Plenty of work remains to be done before a bill could land on Obama's desk -- and there's still no guarantee that Congress can complete the legislation before year's end, as the president wants. If Obama does sign a health overhaul bill, he will have bucked decades of failed attempts by past administrations, most recently by former President Bill Clinton in the1990s.

House leaders want to begin debate on their bill next week, with the aim of finishing before Veteran's Day, Nov. 11. The Senate is aiming to start debate sometime in the next several weeks.

Bills passed by the House and Senate would have to be merged before a final product could be sent to Obama, and there are a number of differences between the two chambers that would have to be reconciled. Among them are the different approaches to the public plan -- the House does not include the opt-out provision for states; more stringent requirements for employers in the House bill; and a tax on high-value insurance plans that the Senate uses to pay for the bill but that's absent from the House version.

In the end, Pelosi, D-Calif., and other House leaders were unable to round up the necessary votes for their preferred version of the government insurance plan -- one that would base payment rates to providers on rates paid by Medicare. Instead, the Health and Human Services secretary would negotiate rates with providers, the approach preferred by moderates and the one that will be featured in the Senate's version.
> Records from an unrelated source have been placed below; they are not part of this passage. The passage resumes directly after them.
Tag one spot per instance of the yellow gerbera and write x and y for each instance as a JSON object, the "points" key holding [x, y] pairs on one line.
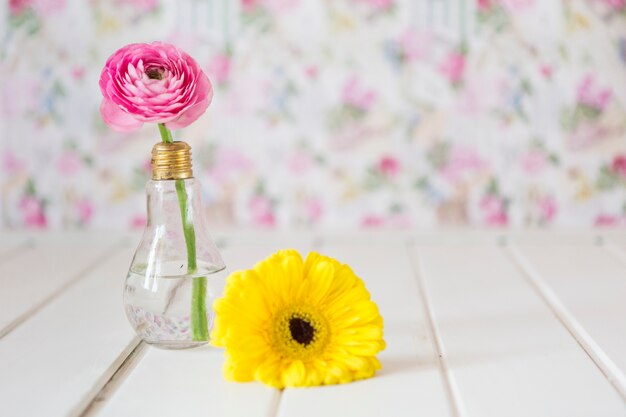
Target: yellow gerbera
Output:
{"points": [[289, 324]]}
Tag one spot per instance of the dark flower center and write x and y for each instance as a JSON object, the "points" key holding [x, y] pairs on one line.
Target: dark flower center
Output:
{"points": [[301, 330], [155, 73]]}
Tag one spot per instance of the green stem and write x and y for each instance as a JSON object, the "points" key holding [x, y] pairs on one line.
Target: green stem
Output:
{"points": [[199, 325], [166, 134]]}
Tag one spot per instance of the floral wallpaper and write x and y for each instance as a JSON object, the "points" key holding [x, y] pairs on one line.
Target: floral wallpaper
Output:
{"points": [[331, 114]]}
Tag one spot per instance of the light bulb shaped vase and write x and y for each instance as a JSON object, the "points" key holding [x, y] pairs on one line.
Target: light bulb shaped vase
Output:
{"points": [[177, 271]]}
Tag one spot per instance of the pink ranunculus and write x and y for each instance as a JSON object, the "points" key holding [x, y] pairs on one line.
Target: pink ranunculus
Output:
{"points": [[154, 82], [32, 212], [453, 67], [619, 165]]}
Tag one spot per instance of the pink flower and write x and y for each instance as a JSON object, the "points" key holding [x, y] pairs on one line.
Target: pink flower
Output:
{"points": [[84, 210], [453, 67], [547, 208], [32, 211], [153, 83], [534, 162], [354, 95], [389, 166], [494, 211], [619, 165], [219, 68]]}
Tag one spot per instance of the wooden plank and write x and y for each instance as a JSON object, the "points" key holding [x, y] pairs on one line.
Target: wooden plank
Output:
{"points": [[410, 383], [590, 287], [33, 277], [190, 382], [56, 361], [507, 353]]}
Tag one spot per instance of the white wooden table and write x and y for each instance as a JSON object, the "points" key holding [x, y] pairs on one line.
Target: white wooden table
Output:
{"points": [[476, 324]]}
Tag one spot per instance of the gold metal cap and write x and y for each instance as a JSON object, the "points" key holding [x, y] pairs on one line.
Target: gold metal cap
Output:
{"points": [[171, 161]]}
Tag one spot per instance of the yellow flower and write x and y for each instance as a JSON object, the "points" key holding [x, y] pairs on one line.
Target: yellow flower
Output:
{"points": [[290, 324]]}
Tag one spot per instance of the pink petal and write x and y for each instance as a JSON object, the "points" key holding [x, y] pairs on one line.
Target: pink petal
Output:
{"points": [[117, 118], [191, 114]]}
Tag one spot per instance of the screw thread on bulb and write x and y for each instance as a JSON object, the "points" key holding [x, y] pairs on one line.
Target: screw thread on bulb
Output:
{"points": [[171, 161]]}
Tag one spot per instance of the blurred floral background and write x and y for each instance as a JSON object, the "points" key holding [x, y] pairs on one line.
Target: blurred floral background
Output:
{"points": [[328, 113]]}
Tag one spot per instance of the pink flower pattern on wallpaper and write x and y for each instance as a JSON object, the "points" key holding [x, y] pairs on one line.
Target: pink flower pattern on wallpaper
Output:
{"points": [[328, 114]]}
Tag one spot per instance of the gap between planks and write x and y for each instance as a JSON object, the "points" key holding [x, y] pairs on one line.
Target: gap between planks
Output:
{"points": [[604, 363], [108, 252], [111, 380], [450, 387]]}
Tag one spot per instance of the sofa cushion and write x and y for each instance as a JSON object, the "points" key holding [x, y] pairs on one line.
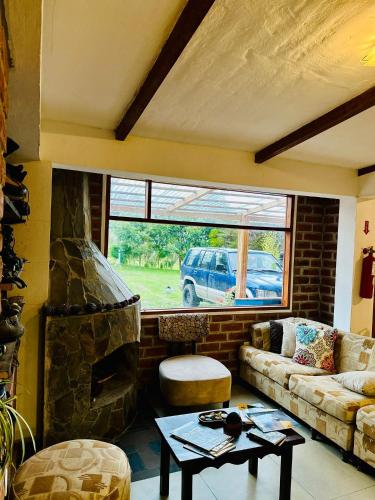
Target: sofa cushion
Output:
{"points": [[314, 346], [276, 336], [260, 332], [275, 366], [366, 421], [288, 346], [329, 395], [360, 381], [354, 352]]}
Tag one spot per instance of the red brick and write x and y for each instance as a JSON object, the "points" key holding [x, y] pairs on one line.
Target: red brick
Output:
{"points": [[146, 341], [228, 327], [244, 317], [149, 321], [229, 346], [155, 351], [312, 253], [220, 355], [215, 337], [238, 336], [148, 363], [313, 218], [214, 327], [221, 317], [208, 347], [312, 271]]}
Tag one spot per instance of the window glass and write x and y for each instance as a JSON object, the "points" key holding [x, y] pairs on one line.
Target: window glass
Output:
{"points": [[221, 263], [206, 261], [191, 257], [149, 241], [127, 198]]}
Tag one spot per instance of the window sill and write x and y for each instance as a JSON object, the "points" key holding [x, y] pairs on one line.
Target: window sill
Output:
{"points": [[213, 311]]}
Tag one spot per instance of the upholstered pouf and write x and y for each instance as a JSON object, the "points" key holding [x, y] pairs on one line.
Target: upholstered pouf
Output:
{"points": [[194, 380], [81, 469]]}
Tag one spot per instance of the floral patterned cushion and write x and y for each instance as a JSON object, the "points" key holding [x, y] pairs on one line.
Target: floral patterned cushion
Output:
{"points": [[183, 327], [362, 382], [354, 352], [288, 345], [274, 366], [315, 347], [328, 395]]}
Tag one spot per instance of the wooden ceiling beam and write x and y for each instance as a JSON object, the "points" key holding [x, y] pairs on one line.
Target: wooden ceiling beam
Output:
{"points": [[366, 170], [334, 117], [185, 27]]}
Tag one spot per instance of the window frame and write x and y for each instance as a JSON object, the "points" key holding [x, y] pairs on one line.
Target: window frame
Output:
{"points": [[288, 230]]}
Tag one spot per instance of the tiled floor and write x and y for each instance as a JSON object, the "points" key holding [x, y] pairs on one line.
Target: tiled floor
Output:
{"points": [[318, 473]]}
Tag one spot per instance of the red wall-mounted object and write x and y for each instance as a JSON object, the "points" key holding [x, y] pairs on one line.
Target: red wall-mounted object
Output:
{"points": [[367, 277]]}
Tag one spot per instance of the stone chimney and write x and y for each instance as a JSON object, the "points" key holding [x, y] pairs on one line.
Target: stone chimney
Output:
{"points": [[92, 327]]}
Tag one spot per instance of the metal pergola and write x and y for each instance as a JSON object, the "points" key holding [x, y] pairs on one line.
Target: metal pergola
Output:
{"points": [[128, 198]]}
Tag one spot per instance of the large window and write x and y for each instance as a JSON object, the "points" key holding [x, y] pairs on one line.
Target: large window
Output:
{"points": [[189, 247]]}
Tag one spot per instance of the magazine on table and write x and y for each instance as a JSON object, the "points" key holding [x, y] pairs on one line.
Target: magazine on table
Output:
{"points": [[273, 437], [270, 422], [203, 438]]}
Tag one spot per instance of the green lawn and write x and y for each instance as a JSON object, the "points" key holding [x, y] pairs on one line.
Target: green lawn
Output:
{"points": [[158, 288]]}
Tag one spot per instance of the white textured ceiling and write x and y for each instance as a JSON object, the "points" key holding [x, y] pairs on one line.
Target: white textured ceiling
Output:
{"points": [[254, 71]]}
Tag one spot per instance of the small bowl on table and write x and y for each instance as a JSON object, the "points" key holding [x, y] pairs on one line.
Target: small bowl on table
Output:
{"points": [[213, 418]]}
That marked a defeat for liberal lawmakers, who argued for months that a public insurance plan tied to Medicare would save more money for the government, and offer cheaper rates to consumers. Moderates feared that doctors, hospitals and other providers, particularly those in rural states, would be hurt, and in the end they looked poised to prevail, despite constituting a distinct minority in the 256-member House Democratic caucus.

Some liberals were prepared to accept the negotiated rate structure. Others were still withholding support, even while pointing to Reid's inclusion of a government insurance plan in the Senate bill as a victory in itself.
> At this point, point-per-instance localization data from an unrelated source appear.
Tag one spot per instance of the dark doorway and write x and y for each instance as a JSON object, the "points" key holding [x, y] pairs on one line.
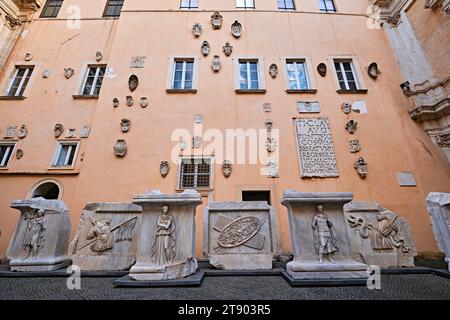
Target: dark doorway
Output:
{"points": [[48, 190], [256, 196]]}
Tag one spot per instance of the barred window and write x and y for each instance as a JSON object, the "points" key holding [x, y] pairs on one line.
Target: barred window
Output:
{"points": [[51, 8], [195, 173], [19, 81], [113, 8], [6, 150], [189, 4], [93, 81], [326, 6]]}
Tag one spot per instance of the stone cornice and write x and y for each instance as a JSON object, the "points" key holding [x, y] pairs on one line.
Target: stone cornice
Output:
{"points": [[390, 9], [434, 112]]}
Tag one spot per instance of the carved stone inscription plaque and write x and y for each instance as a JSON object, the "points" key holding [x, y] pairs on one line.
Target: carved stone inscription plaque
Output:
{"points": [[316, 150]]}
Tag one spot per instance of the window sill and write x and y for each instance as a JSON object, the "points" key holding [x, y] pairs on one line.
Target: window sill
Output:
{"points": [[257, 91], [81, 97], [352, 91], [12, 98], [301, 91], [67, 168], [181, 90]]}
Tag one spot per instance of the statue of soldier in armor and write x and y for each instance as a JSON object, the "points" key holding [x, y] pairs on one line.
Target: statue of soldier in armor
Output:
{"points": [[325, 240]]}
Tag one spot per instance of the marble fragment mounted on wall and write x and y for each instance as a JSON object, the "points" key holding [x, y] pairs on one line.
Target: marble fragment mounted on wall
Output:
{"points": [[236, 29], [137, 62], [240, 235], [133, 82], [120, 148], [205, 48], [316, 150], [379, 236], [59, 129], [227, 49], [106, 238], [41, 238], [197, 29], [10, 132], [166, 244], [320, 238], [216, 64], [164, 168], [439, 210]]}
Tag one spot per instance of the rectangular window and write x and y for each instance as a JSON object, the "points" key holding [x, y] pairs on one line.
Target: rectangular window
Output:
{"points": [[113, 8], [245, 4], [183, 74], [5, 154], [297, 76], [51, 8], [286, 4], [65, 154], [195, 173], [94, 80], [189, 4], [20, 80], [249, 75], [346, 75], [326, 6]]}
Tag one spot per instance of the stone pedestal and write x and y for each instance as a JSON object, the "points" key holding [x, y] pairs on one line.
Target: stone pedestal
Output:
{"points": [[41, 237], [439, 209], [379, 236], [166, 244], [240, 235], [106, 238], [329, 235]]}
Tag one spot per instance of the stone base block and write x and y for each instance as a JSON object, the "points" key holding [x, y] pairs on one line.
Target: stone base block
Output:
{"points": [[194, 280], [149, 272], [242, 262], [37, 265], [312, 269], [104, 262], [323, 282]]}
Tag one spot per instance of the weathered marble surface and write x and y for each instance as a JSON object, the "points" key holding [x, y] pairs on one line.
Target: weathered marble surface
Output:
{"points": [[366, 223], [40, 240], [256, 244], [439, 209], [302, 208], [106, 238], [152, 261]]}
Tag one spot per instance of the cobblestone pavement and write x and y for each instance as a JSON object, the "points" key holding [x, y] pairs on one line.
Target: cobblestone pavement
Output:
{"points": [[419, 286]]}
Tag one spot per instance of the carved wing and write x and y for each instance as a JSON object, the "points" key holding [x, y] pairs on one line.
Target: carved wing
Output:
{"points": [[124, 232]]}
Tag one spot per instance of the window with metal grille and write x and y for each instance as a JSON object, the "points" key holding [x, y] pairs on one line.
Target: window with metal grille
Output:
{"points": [[94, 80], [5, 154], [346, 75], [195, 173], [297, 77], [51, 8], [286, 4], [245, 4], [183, 74], [249, 75], [20, 80], [113, 8], [326, 6], [65, 154], [189, 4]]}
"We were laughed at in August. Who would have thought that the Senate bill would have a public option?" said Rep. Lynn Woolsey, D-Calif., a co-chair of the Congressional Progressive Caucus.

Woolsey was noncommittal about whether progressives would accept the negotiated rates. "This is not walkaway time and it is not acceptance time," Woolsey said.

The legislation would set up a new purchasing exchange where small businesses and individuals without affordable health care options could shop for and compare insurance plans. The new public plan would be one offering in the exchange, and it would be optional; an analysis by the Congressional Budget Office of early versions of the bill said that the public plan would be expected to cover 9 million to 10 million people by 2019.

Republican House members quickly attacked the legislation as a government takeover.

"Americans health care is too important to risk on one gigantic bill that was negotiated behind closed doors," said Rep. Dave Camp, R-Mich. "The Medicare cuts will hurt seniors, the tax increases will kill jobs and the government takeover of health care will increase premium costs.